Department of Anesthesiology and Intensive Care Medicine, Hamamatsu University School of Medicine, Shizuoka, Japan.
Emergency Life-Saving Technique Academy of Tokyo, Foundation for Ambulance Service Development, Tokyo, Japan.
Korean J Anesthesiol. 2023 Oct;76(5):481-489. doi: 10.4097/kja.22805. Epub 2023 Mar 10.
Choosing catecholamines, such as norepinephrine and dopamine, for perioperative blood pressure control is essential for anesthesiologists and intensivists. However, studies specific to noncardiac surgery are limited. Therefore, we aimed to evaluate the effects of postoperative norepinephrine and dopamine on clinical outcomes in adult noncardiac surgery patients by analyzing a nationwide intensive care patient database.

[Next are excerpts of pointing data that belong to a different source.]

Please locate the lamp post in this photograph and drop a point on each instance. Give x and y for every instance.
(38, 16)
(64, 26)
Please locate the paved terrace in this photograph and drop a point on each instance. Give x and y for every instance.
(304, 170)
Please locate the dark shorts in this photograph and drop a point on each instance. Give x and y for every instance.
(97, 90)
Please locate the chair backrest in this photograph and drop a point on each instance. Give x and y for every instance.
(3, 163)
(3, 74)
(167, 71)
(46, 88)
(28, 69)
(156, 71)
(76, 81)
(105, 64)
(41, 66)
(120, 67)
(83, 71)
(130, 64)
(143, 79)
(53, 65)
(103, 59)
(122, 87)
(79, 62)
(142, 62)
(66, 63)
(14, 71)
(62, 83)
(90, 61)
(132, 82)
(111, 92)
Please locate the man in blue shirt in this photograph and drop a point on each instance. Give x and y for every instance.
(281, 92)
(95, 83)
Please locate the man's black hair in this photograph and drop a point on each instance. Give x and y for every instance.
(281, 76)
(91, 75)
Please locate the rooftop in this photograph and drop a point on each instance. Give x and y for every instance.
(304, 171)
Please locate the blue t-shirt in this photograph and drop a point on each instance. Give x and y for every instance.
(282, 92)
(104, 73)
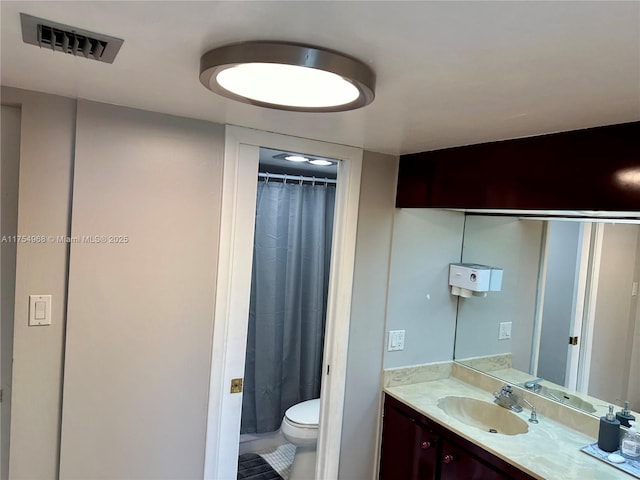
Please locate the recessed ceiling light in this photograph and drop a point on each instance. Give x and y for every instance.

The Japanese Intensive care PAtient Database (JIPAD) was used for this multicenter retrospective study. Adult patients in the JIPAD who received norepinephrine or dopamine within 24 h after noncardiac surgery in 2018-2020 were included. We compared the norepinephrine and dopamine groups using a one-to-one propensity score matching analysis. The primary outcome was in-hospital mortality. Secondary outcomes were intensive care unit (ICU) mortality, hospital length of stay, and ICU length of stay.
A total of 6,236 eligible patients from 69 ICUs were allocated to the norepinephrine (n = 4,652) or dopamine (n = 1,584) group. Propensity score matching was used to create a matched cohort of 1,230 pairs. No differences in the in-hospital mortality was found between the two propensity score matched groups (risk difference: 0.41%, 95% CI [-1.15, 1.96], P = 0.608). Among the secondary outcomes, only the ICU length of stay was significantly shorter in the norepinephrine group than in the dopamine group (median length: 3 vs. 4 days, respectively; P < 0.001).
In adult patients after noncardiac surgery, norepinephrine was not associated with decreased mortality but was associated with a shorter ICU length of stay than dopamine.
选择儿茶酚胺,如去甲肾上腺素和多巴胺,用于围手术期血压控制对麻醉师和重症监护医生至关重要。然而,针对非心脏手术的研究有限。因此,我们旨在通过分析全国性重症监护患者数据库来评估术后去甲肾上腺素和多巴胺对非心脏手术成年患者临床结局的影响。
本多中心回顾性研究使用了日本重症监护患者数据库(JIPAD)。纳入 2018-2020 年在非心脏手术后 24 小时内接受去甲肾上腺素或多巴胺治疗的 JIPAD 成年患者。我们使用 1:1 倾向评分匹配分析比较了去甲肾上腺素组和多巴胺组。主要结局是院内死亡率。次要结局是重症监护病房(ICU)死亡率、住院时间和 ICU 住院时间。
从 69 个 ICU 中共有 6236 名符合条件的患者被分配到去甲肾上腺素(n = 4652)或多巴胺(n = 1584)组。使用倾向评分匹配创建了 1230 对匹配队列。两组倾向性评分匹配后,院内死亡率无差异(风险差异:0.41%,95%CI[-1.15,1.96],P = 0.608)。在次要结局中,只有去甲肾上腺素组的 ICU 住院时间明显短于多巴胺组(中位数长度:分别为 3 天和 4 天;P < 0.001)。
在非心脏手术后的成年患者中,去甲肾上腺素与死亡率降低无关,但与多巴胺相比,ICU 住院时间更短。